Editorials

Luring Amazon a good reason to drop Big D rivalry

THE EDITORIAL BOARD

A clerk reaches to a shelf to pick an item for a customer order at the Amazon Prime warehouse, in New York. Amazon announced Thursday, Jan. 18, 2018, that it has narrowed down its potential site for a second headquarters in North America to 20 metropolitan areas, mainly on the East Coast.
A clerk reaches to a shelf to pick an item for a customer order at the Amazon Prime warehouse, in New York. Amazon announced Thursday, Jan. 18, 2018, that it has narrowed down its potential site for a second headquarters in North America to 20 metropolitan areas, mainly on the East Coast. AP

There’s been a lot of posturing lately as the historic rivalry between Dallas and Fort Worth resurfaced.

When a recently released economic development study said Fort Worth needs to up its game or be perceived as a Dallas suburb, many of our Cowtown citizens went ballistic.

“Don’t Dallas my Fort Worth,” some of you said.

This Star-Telegram Editorial Board also weighed-in when a Dallas Morning News columnist suggested Fort Worth should embrace its junior status.

We said, Fort Worth is junior to nobody, and “we aren’t sitting at the kiddies table.”

That was good-natured ribbing. (Most of it.)

When it comes to the really big things that matter — when there are millions of dollars and up to 50,000 high paying jobs on the table — we should all support and applaud regional collaboration. Even if Big D gets top billing.

Fort Worth should be thrilled and raising a toast following Amazon’s recent announcement that “Dallas” is among 20 locations chosen as finalists for the e-commerce giant’s second North American headquarters, better known as HQ2.

The North Texas bid that was submitted actually came from a group of area cities including Dallas, Frisco, Arlington and Fort Worth.

The Fort Worth Chamber’s Vice President of Communications Andra Bennett says the Chamber is still trying to clarify whether in naming “Dallas” Amazon means it’s considering a site location within that city, or if it’s shorthand for looking at sites throughout the region’s communities, including Fort Worth’s Panther Island.

Either way Fort Worth wins if HQ2 comes to North Texas.

The city with the headquarter site obviously wins the biggest. It’s directly gets the tax revenues.

But the region would profit, too.

Seattle Times columnist Jon Talton recently wrote that having Amazon’s current headquarters in his city has lifted wages and created a lot of software jobs. Amazon has pumped $38 billion into the tax base which has supported community programs.

Talton noted, however, that Amazon also gets blamed for soaring Seattle home prices and gridlocked traffic.

OK, so nothing is perfect. But here’s what’s already happening.

Fort Worth is being mentioned in national media coverage as a player for one of the biggest economic development “gets” in years.

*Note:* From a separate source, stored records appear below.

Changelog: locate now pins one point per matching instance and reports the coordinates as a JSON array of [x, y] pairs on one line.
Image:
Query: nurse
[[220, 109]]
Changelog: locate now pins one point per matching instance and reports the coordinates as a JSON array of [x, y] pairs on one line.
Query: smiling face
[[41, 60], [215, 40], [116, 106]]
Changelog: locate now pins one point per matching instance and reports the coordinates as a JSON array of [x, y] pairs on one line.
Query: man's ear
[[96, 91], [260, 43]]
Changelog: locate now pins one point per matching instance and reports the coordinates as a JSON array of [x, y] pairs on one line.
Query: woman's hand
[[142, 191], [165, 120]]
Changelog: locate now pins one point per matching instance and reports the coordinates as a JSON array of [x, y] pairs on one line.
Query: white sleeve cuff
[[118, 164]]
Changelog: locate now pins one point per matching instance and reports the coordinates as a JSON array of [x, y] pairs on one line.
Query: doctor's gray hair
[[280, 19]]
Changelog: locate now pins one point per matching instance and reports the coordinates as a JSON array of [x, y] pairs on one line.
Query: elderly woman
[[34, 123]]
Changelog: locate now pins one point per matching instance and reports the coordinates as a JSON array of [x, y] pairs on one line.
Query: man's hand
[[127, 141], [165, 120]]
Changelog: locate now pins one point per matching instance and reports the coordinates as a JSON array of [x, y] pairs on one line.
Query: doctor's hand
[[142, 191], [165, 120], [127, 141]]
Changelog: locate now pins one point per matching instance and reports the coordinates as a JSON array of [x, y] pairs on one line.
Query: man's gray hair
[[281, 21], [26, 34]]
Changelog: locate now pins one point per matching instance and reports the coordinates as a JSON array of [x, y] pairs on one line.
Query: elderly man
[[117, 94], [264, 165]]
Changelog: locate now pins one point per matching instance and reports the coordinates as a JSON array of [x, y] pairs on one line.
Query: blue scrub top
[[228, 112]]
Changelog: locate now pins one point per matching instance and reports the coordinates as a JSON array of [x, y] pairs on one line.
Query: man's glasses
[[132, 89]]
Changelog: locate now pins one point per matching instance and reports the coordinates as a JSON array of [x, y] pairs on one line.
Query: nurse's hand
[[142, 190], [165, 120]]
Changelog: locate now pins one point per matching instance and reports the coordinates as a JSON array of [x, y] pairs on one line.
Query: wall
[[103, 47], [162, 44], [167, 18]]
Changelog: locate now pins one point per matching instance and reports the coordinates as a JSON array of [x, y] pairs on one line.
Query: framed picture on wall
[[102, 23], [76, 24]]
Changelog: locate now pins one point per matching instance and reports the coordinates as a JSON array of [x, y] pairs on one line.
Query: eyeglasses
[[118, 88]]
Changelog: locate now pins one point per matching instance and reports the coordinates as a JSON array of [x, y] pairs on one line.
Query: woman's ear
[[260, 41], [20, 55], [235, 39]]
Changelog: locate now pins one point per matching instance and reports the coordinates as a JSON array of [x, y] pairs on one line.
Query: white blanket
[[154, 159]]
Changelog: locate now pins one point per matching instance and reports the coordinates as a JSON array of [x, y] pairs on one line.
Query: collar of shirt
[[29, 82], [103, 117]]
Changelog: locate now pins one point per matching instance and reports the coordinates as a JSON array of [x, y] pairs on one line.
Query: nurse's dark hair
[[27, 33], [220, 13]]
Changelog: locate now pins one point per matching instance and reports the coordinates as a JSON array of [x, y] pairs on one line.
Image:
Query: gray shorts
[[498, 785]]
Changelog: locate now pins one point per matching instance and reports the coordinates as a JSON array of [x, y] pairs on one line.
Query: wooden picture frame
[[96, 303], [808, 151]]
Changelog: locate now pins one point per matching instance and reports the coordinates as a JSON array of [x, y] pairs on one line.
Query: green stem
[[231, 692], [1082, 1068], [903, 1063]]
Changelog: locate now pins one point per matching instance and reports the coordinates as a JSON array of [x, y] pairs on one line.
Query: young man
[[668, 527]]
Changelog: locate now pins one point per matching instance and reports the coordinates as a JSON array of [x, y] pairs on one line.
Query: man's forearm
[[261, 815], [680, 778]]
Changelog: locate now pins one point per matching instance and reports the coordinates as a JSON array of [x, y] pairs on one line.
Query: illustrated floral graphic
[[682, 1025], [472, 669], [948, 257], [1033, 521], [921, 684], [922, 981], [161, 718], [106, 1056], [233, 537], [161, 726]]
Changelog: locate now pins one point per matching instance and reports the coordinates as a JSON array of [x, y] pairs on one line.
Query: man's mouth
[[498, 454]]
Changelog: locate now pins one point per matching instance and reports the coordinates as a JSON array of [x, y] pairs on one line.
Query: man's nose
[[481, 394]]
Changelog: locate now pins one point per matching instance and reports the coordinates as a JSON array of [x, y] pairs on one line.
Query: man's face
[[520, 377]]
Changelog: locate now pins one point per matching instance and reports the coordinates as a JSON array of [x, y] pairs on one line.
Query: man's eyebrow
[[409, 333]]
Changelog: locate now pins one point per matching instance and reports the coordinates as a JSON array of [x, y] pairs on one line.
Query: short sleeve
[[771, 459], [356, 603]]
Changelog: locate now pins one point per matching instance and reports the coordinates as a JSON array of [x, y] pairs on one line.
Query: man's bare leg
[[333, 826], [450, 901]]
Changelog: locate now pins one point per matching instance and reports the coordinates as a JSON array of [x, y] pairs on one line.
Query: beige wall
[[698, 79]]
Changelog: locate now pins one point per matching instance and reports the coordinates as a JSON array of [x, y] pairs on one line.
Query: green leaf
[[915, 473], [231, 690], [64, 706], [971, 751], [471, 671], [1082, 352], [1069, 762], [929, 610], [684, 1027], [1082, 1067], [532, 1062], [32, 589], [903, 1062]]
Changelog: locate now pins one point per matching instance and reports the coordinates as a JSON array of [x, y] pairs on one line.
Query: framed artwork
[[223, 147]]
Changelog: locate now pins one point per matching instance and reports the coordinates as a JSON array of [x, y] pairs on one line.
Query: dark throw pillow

Bennett said the Chamber’s economic development executive Brandom Gengelbach was interviewed more than a dozen times in the past week and included in media reports around the country.

“Fort Worth’s visibility has been raised,” she said. “It would take a lot of marketing dollars to get that.”

And being noticed is something the recent economic development report identified as a weakness for Cowtown. It said prime businesses relocating or expanding don’t necessarily think of Fort Worth.

So even if Amazon picks a different competitor, Fort Worth has benefited by working with Dallas and the other area cities. Fort Worth alone would not have been as strong a competitor.

As Amazon prepares to begin looking more closely at the finalists, let’s set aside our competitive instincts and get behind this opportunity. Not just as proud Fort Worth dwellers, but as enthusiastic North Texans who know how to make newcomers feel at home.